Über 100.000 Kinder sind pro Jahr von der Scheidung ihrer Eltern betroffen. Mindestens jeder fünfte Scheidungsvater wird laut einer Studie der Hertie School of Governance danach den Kontakt zum Vater verlieren. Die Gründe sind vielfältig und wenig erforscht. Einer mobilisiert Väter-Gruppen stark: Entfremdung, also die gezielte Verweigerung des Kontaktes durch den Ex-Partner. Aber wie finden Jugendämter und Gerichte heraus, ob Eltern aus Kindes- oder doch Eigeninteresse die Kontakte unterbinden? Die Kontrovers-Story über den Weg von Trennungsvätern und Trennungskindern zueinander.

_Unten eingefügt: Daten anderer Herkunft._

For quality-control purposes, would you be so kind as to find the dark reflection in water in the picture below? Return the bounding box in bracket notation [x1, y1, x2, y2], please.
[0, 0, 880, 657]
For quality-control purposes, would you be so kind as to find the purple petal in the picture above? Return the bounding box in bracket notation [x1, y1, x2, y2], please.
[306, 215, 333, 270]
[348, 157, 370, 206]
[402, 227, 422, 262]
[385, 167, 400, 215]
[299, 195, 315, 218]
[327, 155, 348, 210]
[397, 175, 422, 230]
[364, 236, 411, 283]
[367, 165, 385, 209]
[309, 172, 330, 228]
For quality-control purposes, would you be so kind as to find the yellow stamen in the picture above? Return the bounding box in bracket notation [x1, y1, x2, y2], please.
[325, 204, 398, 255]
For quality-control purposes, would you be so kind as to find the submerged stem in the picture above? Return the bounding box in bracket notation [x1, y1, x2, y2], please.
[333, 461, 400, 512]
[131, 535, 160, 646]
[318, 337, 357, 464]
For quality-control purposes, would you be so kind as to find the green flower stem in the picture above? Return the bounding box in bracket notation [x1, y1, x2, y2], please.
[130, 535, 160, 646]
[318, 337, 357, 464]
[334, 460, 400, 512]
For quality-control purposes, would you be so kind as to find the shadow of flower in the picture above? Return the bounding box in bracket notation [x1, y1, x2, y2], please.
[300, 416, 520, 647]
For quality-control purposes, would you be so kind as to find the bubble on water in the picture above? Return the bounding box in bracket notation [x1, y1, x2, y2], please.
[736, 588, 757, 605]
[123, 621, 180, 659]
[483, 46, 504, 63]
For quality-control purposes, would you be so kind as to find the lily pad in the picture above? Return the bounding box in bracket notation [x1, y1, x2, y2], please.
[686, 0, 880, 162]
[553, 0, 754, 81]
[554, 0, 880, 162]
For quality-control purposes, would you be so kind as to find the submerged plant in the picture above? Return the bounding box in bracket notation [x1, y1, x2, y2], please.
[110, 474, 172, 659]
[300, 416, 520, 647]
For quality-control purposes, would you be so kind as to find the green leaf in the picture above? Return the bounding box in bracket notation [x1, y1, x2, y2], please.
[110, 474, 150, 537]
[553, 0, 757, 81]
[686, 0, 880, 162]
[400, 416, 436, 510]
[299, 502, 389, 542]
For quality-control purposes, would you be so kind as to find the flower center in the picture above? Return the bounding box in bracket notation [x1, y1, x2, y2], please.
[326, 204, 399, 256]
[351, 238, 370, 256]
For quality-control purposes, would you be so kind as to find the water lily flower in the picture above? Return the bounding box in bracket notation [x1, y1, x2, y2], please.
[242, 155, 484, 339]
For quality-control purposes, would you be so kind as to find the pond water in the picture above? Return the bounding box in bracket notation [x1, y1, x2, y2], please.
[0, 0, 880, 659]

Lukas M. (Name geändert) ist von langen Gerichtsverfahren an den Rand seiner Belastungsgrenze gekommen. „Das ist ein Gefühl, das ist der Hammer“, sagt der 52-Jährige, „tiefe Trauer, Verzweiflung“. Seit knapp drei Jahren hat er seine Tochter nicht mehr gesehen, seit fünf Jahren laufen die Gerichtsverhandlungen um die Umgänge mit seinem Kind.
Lukas M. erbat beim Jugendamt Hilfe, als mehrfach Umgangstermine mit der Tochter kurzfristig abgesagt wurden. Der Konflikt spitzt sich zu, als Fotos mit blauen Flecken auftauchen: Ohne Datum – aber angeblich Folgen der Umgänge. Lukas M. muss Stellung beziehen auch vor Gericht. Nachdem sich die Vorwürfe vor dem Amtsgericht nicht erhärten lassen, werden neue Termine für Vater-Tochter Treffen festgelegt, doch auch dazu kommt es nicht mehr. Lukas M. weiß nicht, ob er jemals wieder Umgangskontakte bekommt und wenn ja, wann dies sein wird. Dies entscheidet nun das Oberlandesgericht, wo das Verfahren Jahre in Anspruch genommen hat.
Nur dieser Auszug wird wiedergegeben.